|New iPad App, old print cookbook.|
|Devil's Food Cake ingredients all ready to go: egg whites in mixer,|
flour, sugar, chocolate mixture, egg yolks, milk, butter.
Devil's Food Cake continues my theme of devil-titled foods for Halloween.
To begin with, the cookbook instructions are all on one page, while the app requires scrolling with your sticky, floury hands. A smeary iPad screen will be annoying a few hours later when you try to do Sudoku, check email, or read on your Kindle app. But if you touch the page of the old book or splatter it with batter, you get a permanent stain on the recipe which is kind of amusing as the years go by.
Both versions of this recipe call for the same ingredients and essentially the same method, but the old cookbook seems to think you know more about baking. For example, the print version says to sift the flour, add salt & soda, and resift (which I did). The app version says sift the flour, put it in a bowl, and then thoroughly stir in the salt and soda, which takes more time and probably isn't as good a way to do it.

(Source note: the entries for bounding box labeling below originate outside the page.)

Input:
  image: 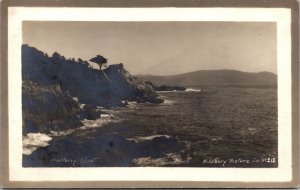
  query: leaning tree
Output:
[90,55,107,71]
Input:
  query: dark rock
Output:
[22,81,82,134]
[80,104,101,120]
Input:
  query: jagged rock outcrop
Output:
[22,45,162,107]
[22,80,82,134]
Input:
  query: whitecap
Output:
[163,100,173,105]
[127,135,171,143]
[132,153,190,167]
[50,129,75,137]
[23,133,52,155]
[185,88,202,92]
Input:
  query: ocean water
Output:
[23,87,278,167]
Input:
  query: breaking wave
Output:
[127,135,171,143]
[23,133,52,155]
[185,88,202,92]
[132,153,190,167]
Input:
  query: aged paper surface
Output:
[8,7,292,182]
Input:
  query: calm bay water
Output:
[23,87,277,167]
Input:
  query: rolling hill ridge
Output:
[137,70,277,86]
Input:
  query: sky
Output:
[22,21,277,75]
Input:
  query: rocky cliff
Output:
[22,81,82,134]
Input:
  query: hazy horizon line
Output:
[22,43,277,77]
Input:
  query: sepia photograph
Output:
[20,21,278,168]
[1,0,299,188]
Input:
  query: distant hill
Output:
[137,70,277,86]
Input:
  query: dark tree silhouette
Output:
[90,55,107,71]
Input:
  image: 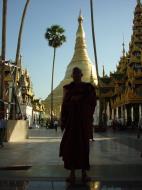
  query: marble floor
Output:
[0,129,142,190]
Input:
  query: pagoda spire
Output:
[103,65,105,77]
[122,36,125,57]
[65,10,97,83]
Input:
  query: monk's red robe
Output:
[60,82,96,170]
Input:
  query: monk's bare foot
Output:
[82,171,91,183]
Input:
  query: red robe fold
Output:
[60,82,96,170]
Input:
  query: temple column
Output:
[121,106,124,118]
[111,109,114,120]
[131,106,134,122]
[106,102,110,119]
[124,106,128,122]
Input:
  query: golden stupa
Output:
[44,12,97,117]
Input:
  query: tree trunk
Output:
[90,0,102,125]
[50,48,56,127]
[10,0,30,119]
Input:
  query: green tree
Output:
[10,0,30,119]
[45,25,66,126]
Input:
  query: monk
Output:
[60,67,96,183]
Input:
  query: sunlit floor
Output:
[0,129,142,190]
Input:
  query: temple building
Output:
[100,0,142,126]
[44,13,97,117]
[0,56,44,125]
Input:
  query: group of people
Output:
[0,113,5,148]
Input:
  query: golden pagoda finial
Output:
[122,35,125,57]
[103,65,105,77]
[78,9,83,24]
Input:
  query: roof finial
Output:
[103,65,105,77]
[78,9,83,23]
[122,35,125,57]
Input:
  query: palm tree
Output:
[0,0,7,100]
[45,25,66,127]
[90,0,102,125]
[10,0,30,118]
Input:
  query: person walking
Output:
[59,67,96,183]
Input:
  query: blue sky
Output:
[0,0,137,99]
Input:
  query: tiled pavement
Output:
[0,129,142,190]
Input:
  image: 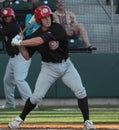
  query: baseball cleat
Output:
[8,117,23,129]
[84,120,96,130]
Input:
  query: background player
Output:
[8,5,95,130]
[0,8,32,109]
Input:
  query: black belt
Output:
[43,58,68,63]
[10,54,18,58]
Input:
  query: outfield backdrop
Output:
[0,0,119,98]
[0,53,119,98]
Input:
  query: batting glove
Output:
[11,34,23,46]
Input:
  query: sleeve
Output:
[41,23,67,42]
[25,46,37,58]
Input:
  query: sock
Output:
[20,98,36,121]
[78,97,89,122]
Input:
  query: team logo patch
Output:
[3,10,8,14]
[49,41,59,50]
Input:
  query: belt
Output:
[10,54,18,58]
[43,58,68,63]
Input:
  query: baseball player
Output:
[0,8,32,109]
[8,5,95,130]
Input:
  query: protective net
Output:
[65,0,119,53]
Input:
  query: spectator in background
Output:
[0,7,32,109]
[53,0,94,49]
[25,0,39,36]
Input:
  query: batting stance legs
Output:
[9,59,94,130]
[4,54,32,108]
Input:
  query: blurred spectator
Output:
[106,0,110,5]
[3,0,25,7]
[116,0,119,14]
[53,0,93,49]
[25,0,40,36]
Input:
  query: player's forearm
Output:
[20,37,44,46]
[18,46,30,60]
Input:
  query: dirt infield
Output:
[0,124,119,130]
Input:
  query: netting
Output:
[65,0,119,53]
[0,0,119,53]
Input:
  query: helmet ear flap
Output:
[1,7,16,20]
[34,5,52,25]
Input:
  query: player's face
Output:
[4,16,12,23]
[56,0,65,9]
[41,15,51,30]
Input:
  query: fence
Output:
[0,0,119,53]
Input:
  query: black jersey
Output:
[0,21,20,57]
[27,23,69,63]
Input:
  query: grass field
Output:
[0,108,119,124]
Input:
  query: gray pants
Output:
[4,54,32,108]
[30,59,86,104]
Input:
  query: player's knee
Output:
[75,88,87,99]
[30,96,42,104]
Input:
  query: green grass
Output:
[0,108,119,124]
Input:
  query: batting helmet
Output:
[1,8,15,20]
[35,5,52,25]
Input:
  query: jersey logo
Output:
[49,41,59,50]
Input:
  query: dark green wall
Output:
[0,53,119,98]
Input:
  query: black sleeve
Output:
[25,46,37,58]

• I don't have anything against e-recipes in general. I typed in most of my own recipes starting on a very early Macintosh in around 1990, and now use them on the iPad. I also find many cooking ideas and recipes online. My remarks about e-book issues are specifically about the Joy of Cooking App.
• For much more information on the history of the original Joy of Cooking, there's a biography of its two authors, Rombauer and Becker. I reviewed the book, here: Stand Facing the Stove.
About Devil's Food Cake
|A piece of the cake I baked, as we served it for dessert at Nat's house.|
The traditional difference between just a chocolate cake and a devil's food cake is more chocolate. "When the larger amount of chocolate is used, it is a black, rich Devil's Food," said the first Joy of Cooking (1931 p. 236, cited in the Food Timeline). For a selection of mid-twentieth century recipes see this post at Dying for Chocolate.
|1950 Devil's Food Cake Mix ad|
from Swans Down
One time in the early 1950s, our neighbor (who worked for a survey outfit) recruited my mother to bake several cakes from unmarked boxes of cake mix and fill out a questionnaire about how she liked each one. I've always wondered if my mother contributed to the cake mix makers' belief that women prefer a mix that requires the addition of real eggs. At about this time, Betty Crocker, Duncan Hines, Swans Down and the rest formulated most cake mixes to require 2 or 3 eggs instead of including powdered eggs with the other powdered ingredients.
As I baked on Sunday, I was thinking how much work it would have been to bake even a mix without an electric mixer! These two convenience products obviously made cake baking much easier.
While devil's food cakes and cupcakes are often featured for Halloween, they are obviously well loved all year around. Not like pumpkin!
Main Course: Poulet DiableWe took my cake to Nat's house Sunday night, for dinner with Nat and Carol. To complement the Devil's Food Cake, Carol prepared a recipe for Poulet Diable; that is, chicken with a piquant sauce of Dijon mustard, shallots, white wine, and cream. I think she used Dorie Greenspan's recipe.
|Devilish Dinner: Carol's Poulet Diable and two Devil-Themed Wines at Nat's house. Followed by the cake.|
- Mastering the Art of French Cooking has a recipe for Poulet Grillé à la Diable: chicken halves or quarters broiled with mustard, herbs, and breadcrumbs. (Beck, Bertholle and Child, p. 265).
- Both the Larousse Gastronomique entry for "Devilled" and the glossary of Raymond Oliver's La Cuisine define the method of cooking chicken called à la Diable to consist of slitting the bird along the back, spreading it out flat, and grilling it with various spices or sauce. In the "Sauce" entry, Larousse also provides three recipes for a Sauce Diable for grilled chicken, with vinegar, shallots, thyme, cayenne pepper and other ingredients.
- In his cookbook Ma Gastronomie the very famous chef Fernand Point gives a recipe for Poulet Grillé à la Diable. He calls for a chicken cut as described above, with a sauce made from vinegar, parsley, peppercorns, tarragon, egg yolk, and butter (p. 170).